How funny — we live several states away from you and we had the same thing happen just last night — there was a not-so-mini carrot in the bag we were diving into. Ours were also from Albertson’s. I would send you a pic, but we ate ours — we don’t discriminate against big carrots in our house, or subject them to public humiliation in blog entries. I can’t prove it with DNA or anything, but I’m pretty sure it’s not their fault — they’re just born that way. And they’re good with ranch dressing, regardless.
Russ: I don’t know. He was pretty darn big. I think he would have fit quite nicely in the big carrot bag, unless he just looked big next to all his little mini carrot friends.

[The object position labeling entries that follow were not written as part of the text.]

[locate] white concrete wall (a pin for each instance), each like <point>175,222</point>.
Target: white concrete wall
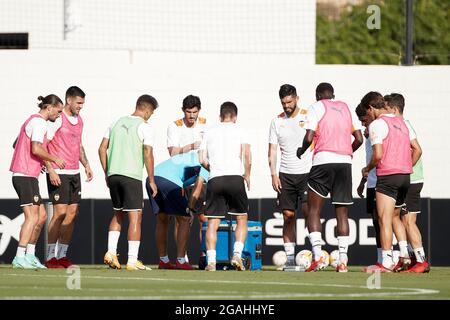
<point>240,26</point>
<point>114,79</point>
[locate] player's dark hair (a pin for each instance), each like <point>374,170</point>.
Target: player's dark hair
<point>190,102</point>
<point>324,91</point>
<point>360,111</point>
<point>395,100</point>
<point>51,99</point>
<point>145,101</point>
<point>74,91</point>
<point>287,90</point>
<point>373,99</point>
<point>228,109</point>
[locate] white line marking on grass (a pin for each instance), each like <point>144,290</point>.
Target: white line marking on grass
<point>251,295</point>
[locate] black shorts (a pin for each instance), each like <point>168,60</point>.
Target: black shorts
<point>413,198</point>
<point>126,193</point>
<point>170,198</point>
<point>370,201</point>
<point>226,194</point>
<point>199,205</point>
<point>293,188</point>
<point>334,178</point>
<point>69,192</point>
<point>27,189</point>
<point>394,186</point>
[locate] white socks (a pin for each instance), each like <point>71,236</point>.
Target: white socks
<point>164,259</point>
<point>403,246</point>
<point>388,262</point>
<point>379,256</point>
<point>133,250</point>
<point>211,255</point>
<point>289,248</point>
<point>238,247</point>
<point>31,249</point>
<point>62,250</point>
<point>316,242</point>
<point>21,252</point>
<point>343,248</point>
<point>420,254</point>
<point>113,239</point>
<point>51,251</point>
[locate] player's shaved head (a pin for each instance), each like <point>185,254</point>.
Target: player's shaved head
<point>146,101</point>
<point>360,111</point>
<point>228,110</point>
<point>373,99</point>
<point>287,90</point>
<point>191,102</point>
<point>324,91</point>
<point>395,100</point>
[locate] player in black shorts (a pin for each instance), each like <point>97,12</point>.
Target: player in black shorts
<point>221,151</point>
<point>331,125</point>
<point>287,131</point>
<point>370,193</point>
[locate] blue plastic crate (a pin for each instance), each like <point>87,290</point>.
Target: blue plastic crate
<point>252,245</point>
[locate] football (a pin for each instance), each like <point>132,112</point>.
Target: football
<point>279,258</point>
<point>334,258</point>
<point>326,258</point>
<point>303,261</point>
<point>302,256</point>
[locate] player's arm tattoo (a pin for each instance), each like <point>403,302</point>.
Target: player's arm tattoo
<point>83,159</point>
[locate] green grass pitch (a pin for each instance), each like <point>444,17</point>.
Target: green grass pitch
<point>100,282</point>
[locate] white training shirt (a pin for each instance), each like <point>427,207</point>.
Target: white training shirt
<point>315,114</point>
<point>223,144</point>
<point>52,128</point>
<point>288,133</point>
<point>178,135</point>
<point>378,130</point>
<point>145,132</point>
<point>35,130</point>
<point>372,178</point>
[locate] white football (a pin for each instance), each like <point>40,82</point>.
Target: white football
<point>395,256</point>
<point>303,258</point>
<point>306,253</point>
<point>326,258</point>
<point>279,258</point>
<point>334,258</point>
<point>303,261</point>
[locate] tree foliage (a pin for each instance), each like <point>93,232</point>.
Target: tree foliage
<point>347,39</point>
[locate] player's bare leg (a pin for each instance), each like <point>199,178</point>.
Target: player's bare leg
<point>289,236</point>
<point>240,235</point>
<point>115,226</point>
<point>59,213</point>
<point>343,232</point>
<point>385,209</point>
<point>65,234</point>
<point>31,247</point>
<point>211,240</point>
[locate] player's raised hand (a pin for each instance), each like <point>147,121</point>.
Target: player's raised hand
<point>54,178</point>
<point>276,183</point>
<point>61,163</point>
<point>360,190</point>
<point>247,181</point>
<point>365,172</point>
<point>154,188</point>
<point>89,173</point>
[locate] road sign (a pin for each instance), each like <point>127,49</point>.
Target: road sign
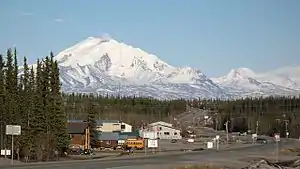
<point>152,143</point>
<point>13,130</point>
<point>5,152</point>
<point>210,145</point>
<point>150,135</point>
<point>277,137</point>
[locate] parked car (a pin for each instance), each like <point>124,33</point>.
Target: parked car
<point>173,141</point>
<point>261,141</point>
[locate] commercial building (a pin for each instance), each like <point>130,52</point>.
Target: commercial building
<point>113,126</point>
<point>164,130</point>
<point>77,132</point>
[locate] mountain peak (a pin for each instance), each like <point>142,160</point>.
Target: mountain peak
<point>240,72</point>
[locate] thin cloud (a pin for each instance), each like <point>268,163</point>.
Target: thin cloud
<point>59,20</point>
<point>26,14</point>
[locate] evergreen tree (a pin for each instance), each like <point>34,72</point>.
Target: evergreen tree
<point>59,116</point>
<point>2,102</point>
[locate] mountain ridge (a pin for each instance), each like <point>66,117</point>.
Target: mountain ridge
<point>106,66</point>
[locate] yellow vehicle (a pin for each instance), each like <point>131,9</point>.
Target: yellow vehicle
<point>135,143</point>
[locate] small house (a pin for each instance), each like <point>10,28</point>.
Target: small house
<point>77,133</point>
<point>164,130</point>
<point>108,140</point>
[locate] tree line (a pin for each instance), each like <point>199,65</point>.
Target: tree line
<point>32,99</point>
<point>268,115</point>
<point>31,96</point>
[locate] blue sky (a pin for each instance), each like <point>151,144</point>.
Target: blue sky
<point>212,35</point>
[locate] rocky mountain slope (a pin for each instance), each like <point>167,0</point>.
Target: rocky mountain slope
<point>105,66</point>
<point>244,82</point>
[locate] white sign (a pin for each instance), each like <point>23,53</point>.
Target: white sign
<point>150,135</point>
<point>152,143</point>
<point>210,145</point>
<point>5,152</point>
<point>190,140</point>
<point>277,137</point>
<point>13,130</point>
<point>254,136</point>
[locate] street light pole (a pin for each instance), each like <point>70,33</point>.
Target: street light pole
<point>227,137</point>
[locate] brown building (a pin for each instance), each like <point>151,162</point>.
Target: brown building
<point>76,131</point>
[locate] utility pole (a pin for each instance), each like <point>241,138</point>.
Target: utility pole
<point>217,121</point>
<point>257,123</point>
<point>227,137</point>
<point>286,128</point>
<point>2,135</point>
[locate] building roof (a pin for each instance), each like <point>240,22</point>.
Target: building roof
<point>161,123</point>
<point>134,133</point>
<point>100,122</point>
<point>75,121</point>
<point>108,136</point>
<point>76,127</point>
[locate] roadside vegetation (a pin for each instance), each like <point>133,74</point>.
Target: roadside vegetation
<point>34,101</point>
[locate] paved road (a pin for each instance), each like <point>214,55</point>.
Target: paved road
<point>159,160</point>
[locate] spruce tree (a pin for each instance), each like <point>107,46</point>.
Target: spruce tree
<point>2,102</point>
<point>59,117</point>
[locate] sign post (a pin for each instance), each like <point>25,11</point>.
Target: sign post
<point>277,139</point>
<point>217,139</point>
<point>13,130</point>
<point>254,138</point>
<point>148,137</point>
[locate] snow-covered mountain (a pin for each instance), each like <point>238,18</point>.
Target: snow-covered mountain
<point>109,67</point>
<point>244,82</point>
<point>105,66</point>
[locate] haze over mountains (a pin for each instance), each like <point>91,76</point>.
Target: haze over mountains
<point>105,66</point>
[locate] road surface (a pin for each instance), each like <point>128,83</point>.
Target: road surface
<point>159,161</point>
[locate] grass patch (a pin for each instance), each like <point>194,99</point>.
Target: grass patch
<point>199,167</point>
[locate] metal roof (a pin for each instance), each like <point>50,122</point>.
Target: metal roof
<point>76,127</point>
<point>100,122</point>
<point>108,136</point>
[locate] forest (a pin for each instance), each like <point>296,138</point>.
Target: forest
<point>31,96</point>
<point>263,115</point>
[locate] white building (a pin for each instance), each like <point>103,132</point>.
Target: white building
<point>113,126</point>
<point>164,130</point>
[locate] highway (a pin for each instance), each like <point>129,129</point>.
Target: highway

Cameron: Do they shave the ends in the process, because baby carrots don’t have the flat sliced ends from being chopped. It’s a conspiracy! They’re calling them baby carrots when they’re really just carrot slices!
Karalyn: My wife ate the big carrot, so it wasn’t left to wallow in its gargantuan size for long. How is public humiliation different from glorious publicity? Maybe he (or she I guess) had been longing to be seen by the public. I doubt it was born that way, especially given Cameron’s discovery that they’re not babies at all, but chopped up adult carrots.
I must agree, however, that they are quite delicious with ranch dressing. There’s no doubt about that.
True, Dan, I hadn’t considered the carrot’s possible longing for publicity . . . how considerate of you to grant him/her/it a small glimpse of fame before its ultimate demise. I am sorry now for denying our own mutant baby carrot the same honor. DH had suggested setting the giant carrot on end in the middle of the bowl so all the regular, normal baby carrots could laugh and poke fun, which is *kind of* the same thing, but that hardly seemed humane. So he shrugged, picked it up, and bit its head off.